Hudalla receives R35 award from the National Institute of General Medical Sciences

Gregory Hudalla, associate professor and J. Crayton Pruitt Family Term Fellow, has received a Maximizing Investigators’ Research Award (R35) from the National Institute of General Medical Sciences (NIGMS). NIGMS is a division of the National Institutes of Health (NIH). The $1.8M grant will fund Hudalla’s study of “Glycosylation as a Structural Determinant in Peptide Fibrillization” over the next five years.

Carbohydrates are extraordinarily abundant in the natural world. They make up cellulose in trees and chitin in sea creatures’ exoskeletons. They also decorate all human cells and nearly half of all human proteins, which helps our immune system identify foreign invaders. Yet, “our understanding of the role of carbohydrates in health and disease lags far behind that of all other biomolecules,” said Hudalla, “due to a lack of sophisticated tools and techniques.” Through this award, his research program will close this knowledge gap by developing synthetic analogs of carbohydrate-modified proteins. Specifically, they will create carbohydrate-modified peptides that assemble into fibrillar (strand-like) architectures as a surrogate for highly complex folded proteins. Hudalla and his team will be looking at how carbohydrate appendages influence the folding of peptides into strand-like ‘nanofibers,’ as well as the way these nanofibers function in biological contexts.

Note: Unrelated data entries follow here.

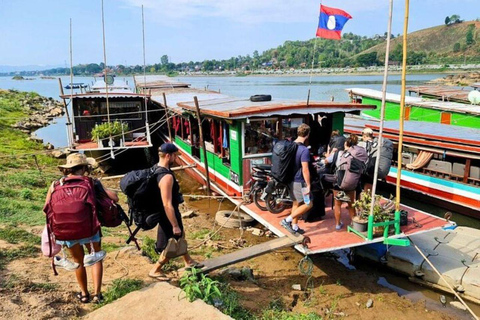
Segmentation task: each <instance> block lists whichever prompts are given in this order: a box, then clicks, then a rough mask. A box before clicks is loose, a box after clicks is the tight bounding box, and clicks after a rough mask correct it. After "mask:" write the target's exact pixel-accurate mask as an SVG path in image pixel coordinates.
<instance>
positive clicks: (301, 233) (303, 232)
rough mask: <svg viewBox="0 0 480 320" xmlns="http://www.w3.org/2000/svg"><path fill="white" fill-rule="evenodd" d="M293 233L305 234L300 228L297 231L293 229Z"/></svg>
mask: <svg viewBox="0 0 480 320" xmlns="http://www.w3.org/2000/svg"><path fill="white" fill-rule="evenodd" d="M293 231H295V232H296V233H298V234H304V233H305V230H303V229H301V228H300V227H299V228H298V229H297V230H295V229H293Z"/></svg>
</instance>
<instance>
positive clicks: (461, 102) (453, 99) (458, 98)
mask: <svg viewBox="0 0 480 320" xmlns="http://www.w3.org/2000/svg"><path fill="white" fill-rule="evenodd" d="M407 90H408V91H409V92H416V93H417V94H418V95H419V96H422V95H429V96H432V97H436V98H437V99H439V100H442V101H454V102H460V103H470V101H468V94H469V93H470V91H471V90H472V89H471V88H466V87H463V88H456V87H447V86H432V85H429V86H412V87H407Z"/></svg>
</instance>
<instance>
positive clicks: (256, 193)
mask: <svg viewBox="0 0 480 320" xmlns="http://www.w3.org/2000/svg"><path fill="white" fill-rule="evenodd" d="M262 194H263V189H262V188H257V189H254V190H253V202H255V205H256V206H257V207H258V209H260V210H262V211H267V210H268V208H267V205H266V203H265V201H263V200H262V199H261V197H262Z"/></svg>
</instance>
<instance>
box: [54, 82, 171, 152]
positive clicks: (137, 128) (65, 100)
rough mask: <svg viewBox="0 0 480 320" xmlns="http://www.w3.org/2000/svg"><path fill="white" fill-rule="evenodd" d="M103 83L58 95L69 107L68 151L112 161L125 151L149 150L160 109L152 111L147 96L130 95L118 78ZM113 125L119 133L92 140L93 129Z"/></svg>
mask: <svg viewBox="0 0 480 320" xmlns="http://www.w3.org/2000/svg"><path fill="white" fill-rule="evenodd" d="M107 82H109V83H105V81H104V79H99V80H97V81H96V82H95V83H94V84H93V85H92V86H91V90H90V91H87V92H80V93H79V92H75V93H71V94H64V93H63V92H62V94H61V95H60V98H62V99H64V100H65V101H69V102H68V103H69V104H71V108H72V115H71V116H72V119H71V124H70V126H69V129H68V130H67V131H68V132H67V133H68V145H69V147H70V149H72V150H76V151H82V152H91V153H92V156H94V157H100V156H103V155H105V154H106V153H109V154H110V157H112V158H115V155H116V154H119V153H120V152H123V151H125V150H127V149H145V148H149V147H152V146H153V144H152V137H151V134H152V132H153V131H154V130H158V127H159V126H160V123H159V121H160V119H161V116H162V115H161V112H160V110H154V109H152V104H151V100H150V95H149V94H144V93H136V92H134V91H133V90H132V89H131V88H130V87H129V86H128V84H127V83H126V82H125V81H123V80H120V79H114V80H113V81H109V80H107ZM114 123H119V124H121V128H122V130H121V132H118V133H116V134H113V135H107V136H105V137H103V139H97V140H95V139H93V138H92V130H94V129H95V128H96V127H98V126H100V125H105V124H109V125H111V124H114ZM67 125H68V124H67Z"/></svg>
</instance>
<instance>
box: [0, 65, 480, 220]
mask: <svg viewBox="0 0 480 320" xmlns="http://www.w3.org/2000/svg"><path fill="white" fill-rule="evenodd" d="M442 76H444V75H442V74H414V75H408V76H407V85H418V84H423V83H425V82H427V81H429V80H432V79H436V78H440V77H442ZM60 78H61V80H62V83H63V84H64V85H65V84H68V83H69V82H70V77H68V76H63V77H60ZM33 79H34V80H12V79H11V77H0V88H2V89H16V90H21V91H35V92H37V93H39V94H40V95H43V96H47V97H53V98H56V99H58V96H59V84H58V79H57V78H56V79H40V78H33ZM122 79H124V80H126V81H127V82H128V83H129V84H130V85H131V86H132V87H133V78H132V77H122ZM176 79H177V80H178V81H181V82H185V83H190V84H191V85H192V87H195V88H200V89H203V88H208V89H210V90H216V91H220V92H222V93H224V94H228V95H231V96H235V97H240V98H248V97H250V96H251V95H254V94H271V95H272V97H273V98H274V99H275V98H280V99H306V98H307V95H308V90H309V89H310V91H311V93H310V99H311V100H320V101H330V99H331V98H332V97H333V98H334V99H335V101H348V100H349V98H348V94H347V91H346V90H345V89H347V88H353V87H356V88H371V89H377V90H381V88H382V82H383V76H382V75H323V76H313V77H312V78H311V79H310V77H309V76H247V77H235V76H225V77H213V76H193V77H177V78H176ZM74 82H83V83H85V84H92V83H93V82H94V78H93V77H75V78H74ZM400 90H401V76H400V75H390V76H389V78H388V87H387V91H388V92H392V93H400ZM65 93H66V94H68V93H69V90H66V91H65ZM65 123H66V118H65V116H64V117H61V118H57V119H56V120H55V121H54V123H52V124H51V125H49V126H48V127H45V128H42V129H39V130H37V131H36V134H37V135H38V136H39V137H40V138H42V139H44V141H45V142H47V141H48V142H50V143H52V144H53V145H54V146H55V147H57V148H58V147H63V146H66V145H67V140H66V131H65ZM402 202H405V203H406V204H408V205H410V206H413V207H415V208H419V209H422V210H424V211H427V212H431V213H433V214H436V215H439V216H443V215H444V213H445V209H443V208H439V207H435V206H431V205H426V204H425V203H424V202H423V201H418V200H416V199H413V198H405V199H403V200H402ZM453 220H454V221H456V222H457V223H458V224H459V225H467V226H470V227H475V228H479V229H480V220H476V219H472V218H469V217H466V216H462V215H459V214H455V213H454V217H453Z"/></svg>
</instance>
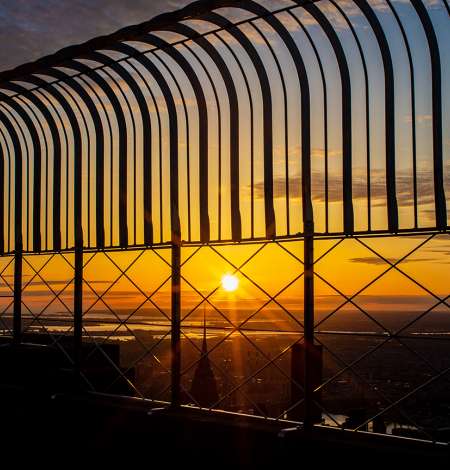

Outcomes expected from this award:

  • A diverse library of new carbohydrate-modified peptides
  • Understanding of how carbohydrates alter the assembly and structure of peptide nanofibers
  • New bio-inspired architectures built using peptides and carbohydrates

Hudalla leads the UF Laboratory for Supramolecular Biomaterials and Biotherapeutics, where researchers combine carbohydrates, peptides, and proteins into novel biomedical constructs. Their work provides fundamental insights into how these biomolecules interact with each other in various contexts. In turn, this knowledge enables researchers to predict and manipulate the structure and function of carbohydrates, peptides, and proteins within living systems.